Dalam kepemilikan kendaraan elektrik, pemerintah provinsi menargetkan porsi kendaraan energi baru (New Energy Vehicle/NEV) mencapai 23,75 persen dari total populasi kendaraan pada 2025 dan meningkat menjadi lebih dari 45 persen pada 2030.
Di sektor publik dan swasta, pemerintah provinsi menargetkan pada 2030 seluruh kendaraan operasional publik dan layanan masyarakat serta seluruh kendaraan pribadi baru maupun kendaraan pribadi pengganti wajib menggunakan energi bersih, kecuali kendaraan utilitas untuk keperluan khusus.
Kendaraan operasional publik dan layanan masyarakat yang dimaksud mencakup armada kendaraan pemerintah, kendaraan kebersihan, dan angkutan penumpang.
Guna mendukung peningkatan penggunaan kendaraan elektrik, pemerintah provinsi memperluas jaringan pengisian daya dengan target mempertahankan rasio kendaraan dan sarana pengisian daya kurang dari 2,5:1.
Baca juga: Honda pangkas produksi ICE di China, alihkan fokus ke EV
Transisi menuju penggunaan kendaraan yang lebih ramah lingkungan di Hainan bukan tanpa tantangan.

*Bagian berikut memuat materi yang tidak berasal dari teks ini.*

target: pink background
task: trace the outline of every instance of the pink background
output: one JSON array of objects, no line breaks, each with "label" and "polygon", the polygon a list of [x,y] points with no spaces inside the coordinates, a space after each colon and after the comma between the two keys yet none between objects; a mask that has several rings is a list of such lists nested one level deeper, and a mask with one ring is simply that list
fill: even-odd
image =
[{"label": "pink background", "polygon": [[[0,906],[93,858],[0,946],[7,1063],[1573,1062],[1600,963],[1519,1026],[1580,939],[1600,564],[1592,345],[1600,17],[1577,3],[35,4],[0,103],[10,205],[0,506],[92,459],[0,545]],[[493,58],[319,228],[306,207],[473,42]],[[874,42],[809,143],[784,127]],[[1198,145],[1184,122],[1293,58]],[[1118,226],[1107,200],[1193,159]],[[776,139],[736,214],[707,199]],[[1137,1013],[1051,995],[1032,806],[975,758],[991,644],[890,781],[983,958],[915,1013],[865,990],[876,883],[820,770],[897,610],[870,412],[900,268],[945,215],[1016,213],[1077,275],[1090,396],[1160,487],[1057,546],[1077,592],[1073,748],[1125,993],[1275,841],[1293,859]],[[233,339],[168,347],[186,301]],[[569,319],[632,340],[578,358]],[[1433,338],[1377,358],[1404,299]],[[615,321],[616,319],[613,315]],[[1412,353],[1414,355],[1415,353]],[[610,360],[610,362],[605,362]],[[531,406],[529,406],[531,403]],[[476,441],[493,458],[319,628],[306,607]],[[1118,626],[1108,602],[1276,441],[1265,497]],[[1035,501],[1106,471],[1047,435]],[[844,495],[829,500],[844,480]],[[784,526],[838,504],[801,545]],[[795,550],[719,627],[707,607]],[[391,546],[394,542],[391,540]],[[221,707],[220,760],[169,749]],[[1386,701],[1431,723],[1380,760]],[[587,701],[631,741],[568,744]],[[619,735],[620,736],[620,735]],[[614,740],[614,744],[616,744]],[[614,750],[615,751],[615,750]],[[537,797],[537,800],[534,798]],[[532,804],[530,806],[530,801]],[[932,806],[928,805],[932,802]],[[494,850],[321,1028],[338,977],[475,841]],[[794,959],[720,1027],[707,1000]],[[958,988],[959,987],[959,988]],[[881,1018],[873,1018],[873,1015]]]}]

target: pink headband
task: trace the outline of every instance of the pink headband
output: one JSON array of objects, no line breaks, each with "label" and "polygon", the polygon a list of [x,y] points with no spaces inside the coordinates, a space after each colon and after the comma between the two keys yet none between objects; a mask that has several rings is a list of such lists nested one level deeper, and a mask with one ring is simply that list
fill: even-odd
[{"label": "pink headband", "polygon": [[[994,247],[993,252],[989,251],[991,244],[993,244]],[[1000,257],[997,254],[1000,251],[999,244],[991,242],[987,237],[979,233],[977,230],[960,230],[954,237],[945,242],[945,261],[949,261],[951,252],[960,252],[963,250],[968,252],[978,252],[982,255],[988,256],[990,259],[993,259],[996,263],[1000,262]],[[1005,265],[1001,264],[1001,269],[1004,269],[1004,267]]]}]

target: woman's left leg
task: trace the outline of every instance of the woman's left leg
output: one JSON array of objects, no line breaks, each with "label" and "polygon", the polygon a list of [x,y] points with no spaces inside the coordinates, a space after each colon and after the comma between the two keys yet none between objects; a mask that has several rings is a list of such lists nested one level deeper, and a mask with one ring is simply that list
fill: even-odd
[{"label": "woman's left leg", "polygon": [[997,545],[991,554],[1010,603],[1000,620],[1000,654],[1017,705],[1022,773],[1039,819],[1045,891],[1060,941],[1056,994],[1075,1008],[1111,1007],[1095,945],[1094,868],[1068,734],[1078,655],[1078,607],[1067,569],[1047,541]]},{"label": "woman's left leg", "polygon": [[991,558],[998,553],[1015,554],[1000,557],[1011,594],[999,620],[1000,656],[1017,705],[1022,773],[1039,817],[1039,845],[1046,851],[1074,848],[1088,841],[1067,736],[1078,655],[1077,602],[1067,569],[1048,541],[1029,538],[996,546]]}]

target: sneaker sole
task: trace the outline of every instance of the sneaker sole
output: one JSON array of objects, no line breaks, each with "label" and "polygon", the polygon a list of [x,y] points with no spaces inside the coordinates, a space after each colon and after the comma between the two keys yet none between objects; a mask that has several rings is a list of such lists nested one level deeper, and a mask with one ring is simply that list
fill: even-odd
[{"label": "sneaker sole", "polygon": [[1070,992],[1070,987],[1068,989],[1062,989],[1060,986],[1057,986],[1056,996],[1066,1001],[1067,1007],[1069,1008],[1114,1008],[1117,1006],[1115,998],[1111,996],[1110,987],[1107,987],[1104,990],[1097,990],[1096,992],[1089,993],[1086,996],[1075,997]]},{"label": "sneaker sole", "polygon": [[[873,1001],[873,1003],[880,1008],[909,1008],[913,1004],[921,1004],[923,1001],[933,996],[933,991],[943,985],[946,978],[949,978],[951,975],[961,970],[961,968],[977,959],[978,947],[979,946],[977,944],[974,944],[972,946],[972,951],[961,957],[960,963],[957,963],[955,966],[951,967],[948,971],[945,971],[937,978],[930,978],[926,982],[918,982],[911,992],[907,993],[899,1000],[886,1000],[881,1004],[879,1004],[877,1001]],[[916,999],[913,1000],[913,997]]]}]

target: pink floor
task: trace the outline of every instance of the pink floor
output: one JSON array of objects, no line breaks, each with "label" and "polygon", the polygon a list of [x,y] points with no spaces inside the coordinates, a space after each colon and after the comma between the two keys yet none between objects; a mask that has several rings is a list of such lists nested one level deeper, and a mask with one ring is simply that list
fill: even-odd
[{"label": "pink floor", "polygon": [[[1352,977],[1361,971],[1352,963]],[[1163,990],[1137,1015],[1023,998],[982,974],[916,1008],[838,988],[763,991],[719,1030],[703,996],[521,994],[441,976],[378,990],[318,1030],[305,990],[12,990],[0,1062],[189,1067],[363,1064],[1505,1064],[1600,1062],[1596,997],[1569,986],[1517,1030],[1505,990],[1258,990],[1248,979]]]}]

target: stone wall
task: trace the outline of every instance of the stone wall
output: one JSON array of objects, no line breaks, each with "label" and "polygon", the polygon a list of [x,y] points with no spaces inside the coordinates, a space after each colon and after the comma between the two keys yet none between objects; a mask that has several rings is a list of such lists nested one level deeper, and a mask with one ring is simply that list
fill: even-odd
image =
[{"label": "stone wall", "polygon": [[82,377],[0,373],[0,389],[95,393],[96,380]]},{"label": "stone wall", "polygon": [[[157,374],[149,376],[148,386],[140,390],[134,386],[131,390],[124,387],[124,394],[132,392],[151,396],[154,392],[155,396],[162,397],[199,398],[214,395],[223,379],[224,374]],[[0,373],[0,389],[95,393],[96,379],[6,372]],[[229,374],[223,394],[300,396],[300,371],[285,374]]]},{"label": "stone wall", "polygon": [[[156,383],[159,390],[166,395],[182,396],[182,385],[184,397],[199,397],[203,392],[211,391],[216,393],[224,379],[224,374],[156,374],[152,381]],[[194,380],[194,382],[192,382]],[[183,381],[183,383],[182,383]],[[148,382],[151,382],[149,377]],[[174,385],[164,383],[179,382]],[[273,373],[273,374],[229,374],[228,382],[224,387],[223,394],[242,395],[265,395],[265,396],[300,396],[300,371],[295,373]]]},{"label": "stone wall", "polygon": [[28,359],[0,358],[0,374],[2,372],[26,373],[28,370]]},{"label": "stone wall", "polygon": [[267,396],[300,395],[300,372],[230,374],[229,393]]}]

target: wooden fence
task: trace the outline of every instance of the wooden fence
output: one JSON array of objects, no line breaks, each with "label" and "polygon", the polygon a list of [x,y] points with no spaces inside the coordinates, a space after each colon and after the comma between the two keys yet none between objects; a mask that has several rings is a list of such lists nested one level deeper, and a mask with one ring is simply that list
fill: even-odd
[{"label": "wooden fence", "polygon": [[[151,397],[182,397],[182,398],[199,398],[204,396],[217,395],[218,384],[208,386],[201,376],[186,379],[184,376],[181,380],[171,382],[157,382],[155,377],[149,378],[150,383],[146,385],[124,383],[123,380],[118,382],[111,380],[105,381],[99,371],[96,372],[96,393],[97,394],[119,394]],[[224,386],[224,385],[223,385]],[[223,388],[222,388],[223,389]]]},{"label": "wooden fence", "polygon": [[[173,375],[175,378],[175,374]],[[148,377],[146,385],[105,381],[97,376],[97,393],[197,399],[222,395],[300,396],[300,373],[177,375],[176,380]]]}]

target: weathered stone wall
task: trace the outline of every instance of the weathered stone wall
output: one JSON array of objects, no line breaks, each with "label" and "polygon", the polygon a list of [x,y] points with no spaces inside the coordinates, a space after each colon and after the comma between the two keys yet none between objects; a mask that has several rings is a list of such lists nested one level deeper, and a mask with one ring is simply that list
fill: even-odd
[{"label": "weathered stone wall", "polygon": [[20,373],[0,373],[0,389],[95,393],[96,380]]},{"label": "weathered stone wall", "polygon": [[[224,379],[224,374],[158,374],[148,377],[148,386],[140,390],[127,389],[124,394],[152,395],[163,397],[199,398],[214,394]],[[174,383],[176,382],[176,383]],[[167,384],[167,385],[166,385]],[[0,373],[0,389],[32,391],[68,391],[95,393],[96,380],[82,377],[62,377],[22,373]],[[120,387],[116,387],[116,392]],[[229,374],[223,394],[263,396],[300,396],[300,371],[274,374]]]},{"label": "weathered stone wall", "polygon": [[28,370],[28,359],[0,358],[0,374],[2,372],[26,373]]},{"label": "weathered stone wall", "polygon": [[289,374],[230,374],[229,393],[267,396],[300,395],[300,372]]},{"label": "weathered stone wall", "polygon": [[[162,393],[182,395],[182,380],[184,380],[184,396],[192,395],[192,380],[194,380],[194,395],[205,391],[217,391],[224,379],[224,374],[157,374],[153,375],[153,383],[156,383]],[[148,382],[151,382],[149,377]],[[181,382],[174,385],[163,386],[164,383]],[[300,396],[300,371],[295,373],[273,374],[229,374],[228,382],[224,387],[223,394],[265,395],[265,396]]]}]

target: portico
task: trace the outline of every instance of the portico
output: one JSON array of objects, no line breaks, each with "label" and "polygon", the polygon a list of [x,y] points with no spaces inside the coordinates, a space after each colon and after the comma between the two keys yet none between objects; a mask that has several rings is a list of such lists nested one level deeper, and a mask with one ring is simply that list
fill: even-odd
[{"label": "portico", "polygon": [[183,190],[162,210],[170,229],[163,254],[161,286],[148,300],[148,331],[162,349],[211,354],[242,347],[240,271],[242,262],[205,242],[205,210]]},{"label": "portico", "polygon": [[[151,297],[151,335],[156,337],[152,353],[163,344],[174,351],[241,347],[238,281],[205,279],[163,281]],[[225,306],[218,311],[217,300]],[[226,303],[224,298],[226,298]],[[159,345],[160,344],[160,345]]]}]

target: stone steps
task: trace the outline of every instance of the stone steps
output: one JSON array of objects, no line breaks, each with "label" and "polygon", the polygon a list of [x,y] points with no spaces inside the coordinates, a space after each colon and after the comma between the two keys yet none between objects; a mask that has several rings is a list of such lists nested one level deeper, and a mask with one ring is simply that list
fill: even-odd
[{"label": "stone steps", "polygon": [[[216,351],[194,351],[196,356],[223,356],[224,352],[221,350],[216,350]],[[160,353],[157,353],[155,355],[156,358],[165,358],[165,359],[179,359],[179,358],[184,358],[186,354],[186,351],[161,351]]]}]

Laporan dari media pemerintah People Daily pada 2022 menyoroti kekhawatiran terkait integrasi infrastruktur pengisian daya dan pengisian hidrogen dengan perencanaan perkotaan dan tekanan terhadap pasokan energi.
Sebagai pulau yang berada di ujung jaringan Southern Power Grid, Hainan secara historis menghadapi tantangan karena ketergantungan pada pasokan energi dan biaya listrik yang tinggi.
Untuk mengatasi masalah itu, pemerintah provinsi menerapkan strategi "membangun fondasi" yang mencakup peningkatan kemandirian energi dari 24 persen pada 2025 menjadi 54 persen pada 2030 melalui pengembangan pembangkit listrik tenaga nuklir dan pemanfaatan sumber energi terbarukan.
Pemerintah provinsi juga berencana menerapkan kebijakan manajemen lalu lintas yang berbeda guna mendorong adopsi kendaraan energi baru dan mempercepat peniadaan bertahap kendaraan konvensional.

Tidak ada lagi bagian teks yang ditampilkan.